At the time, I was doing some minor contributions to Bitcoin, and suddenly it clicked. I realized that what Bitcoin is doing for compute could be done for storage. Outside of making cloud storage better, cheaper, and faster, I started thinking about the cases and tools that could be built that will allow people to build things they would never be able to build in with the traditional centralized data storage model.
Developers were being held back because cloud storage was too expensive, or not fast enough, or because they might be in a country or place where they couldn’t swipe a credit card for S3. Storj was born from this excitement about the potential for a new, decentralized system that could enable the creation of the next Google or Facebook or new crazy-awesome apps that haven’t been dreamed up yet.
Milestones and growth
The Storj team has grown to 25 people in multiple offices in the U.S. and Europe. Our network and user base have grown exponentially. When we realized that our current network doesn’t scale, we decided to fix it.
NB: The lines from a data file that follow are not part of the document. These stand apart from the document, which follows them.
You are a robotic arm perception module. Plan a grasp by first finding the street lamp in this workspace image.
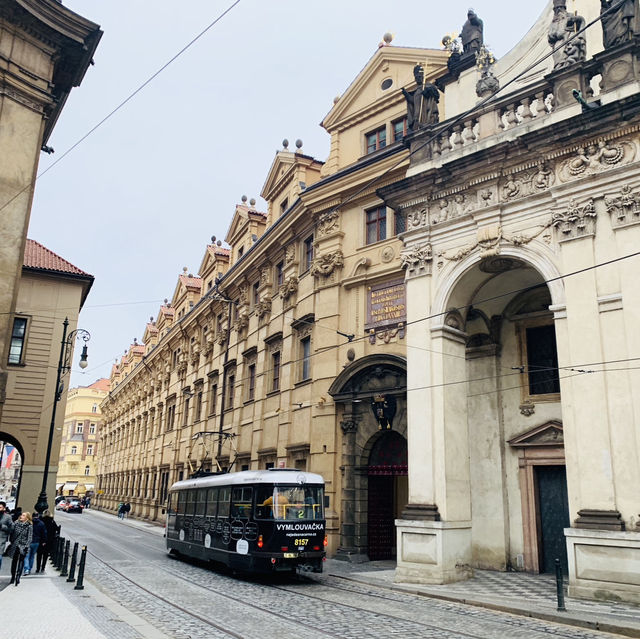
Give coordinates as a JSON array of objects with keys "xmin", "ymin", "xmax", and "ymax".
[{"xmin": 34, "ymin": 317, "xmax": 91, "ymax": 514}]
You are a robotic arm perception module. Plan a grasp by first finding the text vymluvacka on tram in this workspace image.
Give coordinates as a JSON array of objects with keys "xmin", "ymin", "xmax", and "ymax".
[{"xmin": 166, "ymin": 469, "xmax": 327, "ymax": 572}]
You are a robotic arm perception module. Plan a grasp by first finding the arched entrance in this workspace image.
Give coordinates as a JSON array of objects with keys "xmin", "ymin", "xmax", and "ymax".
[
  {"xmin": 329, "ymin": 354, "xmax": 407, "ymax": 559},
  {"xmin": 0, "ymin": 432, "xmax": 24, "ymax": 508},
  {"xmin": 367, "ymin": 431, "xmax": 409, "ymax": 560}
]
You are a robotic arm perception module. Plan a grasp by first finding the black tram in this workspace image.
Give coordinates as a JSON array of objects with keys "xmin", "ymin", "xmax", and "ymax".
[{"xmin": 166, "ymin": 469, "xmax": 327, "ymax": 572}]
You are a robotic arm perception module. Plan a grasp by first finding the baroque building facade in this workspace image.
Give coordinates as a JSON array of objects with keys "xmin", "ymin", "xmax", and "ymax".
[
  {"xmin": 378, "ymin": 0, "xmax": 640, "ymax": 602},
  {"xmin": 99, "ymin": 46, "xmax": 447, "ymax": 557},
  {"xmin": 56, "ymin": 378, "xmax": 109, "ymax": 497},
  {"xmin": 0, "ymin": 239, "xmax": 93, "ymax": 511}
]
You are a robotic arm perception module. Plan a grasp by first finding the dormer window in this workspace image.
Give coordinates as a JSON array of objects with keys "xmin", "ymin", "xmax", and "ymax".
[{"xmin": 365, "ymin": 126, "xmax": 387, "ymax": 153}]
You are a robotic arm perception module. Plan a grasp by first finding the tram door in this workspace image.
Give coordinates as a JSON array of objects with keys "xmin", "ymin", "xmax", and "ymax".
[
  {"xmin": 536, "ymin": 466, "xmax": 571, "ymax": 574},
  {"xmin": 367, "ymin": 431, "xmax": 409, "ymax": 561}
]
As we grew, my role changed. I was CEO, but an engineer at heart. We thought about hiring a CEO, and determined our ideal candidate would have experience with open source, cloud, and data storage companies, and someone who had led companies as they expanded from a small core founding team to an organization that could support massive growth.
When Ben expressed interest in Storj, we knew we had our ideal candidate. He joined Docker when it was dotCloud, when Docker was a one-week-old open source project. Under Ben, Docker exploded and he led it from an open source project to a team 400 strong, with hundreds of G2000 customers, a broad partner network, nearly $250 million in funding, 3,300 contributors, millions of Dockerized apps, and 12 billion downloads.
Ben’s experience leading Docker from startup to breakout success made him quickly become our top candidate to lead Storj, and we’re looking forward to his guidance us as we expand our team and build the next generation of cloud storage for decentralized applications.
Ben has a proven track record of leading companies with open source products. Take Docker. Under Ben’s leadership, Docker became synonymous with containers, the tool that sparked the cloud-native application movement.
He has success leading and building teams. Under Ben, Docker grew from our current size to more than 400 people. He also led Gluster, an open source storage company acquired by Red Hat in 2011. Ben is developer-focused, experienced with storage and the cloud, understands how open source projects become products, and knows the importance of the community’s involvement.
Ben’s experience resonated with us, because we were looking for a leader who had business acumen and also understood the value of community and open source, and it’s just what we need at this pivotal moment as we rapidly expand our team and build the technological foundation for supporting our growth.
My vision for Storj’s growth is to build tools that change the status quo, give people better control and access to their data, make businesses faster and more secure, and allow people to build apps that don’t work in the traditional system, either because they want to store so much data that it’s cost-prohibitive, or they want to change the functionality of the storage layer.
Having Ben in this role is helpful because I can confidently hand over organizational duties to a proven leader, the best person for this job, and that allows me to focus more on the technology, which I’m passionate about. We’re thrilled he has agreed to join the Storj team.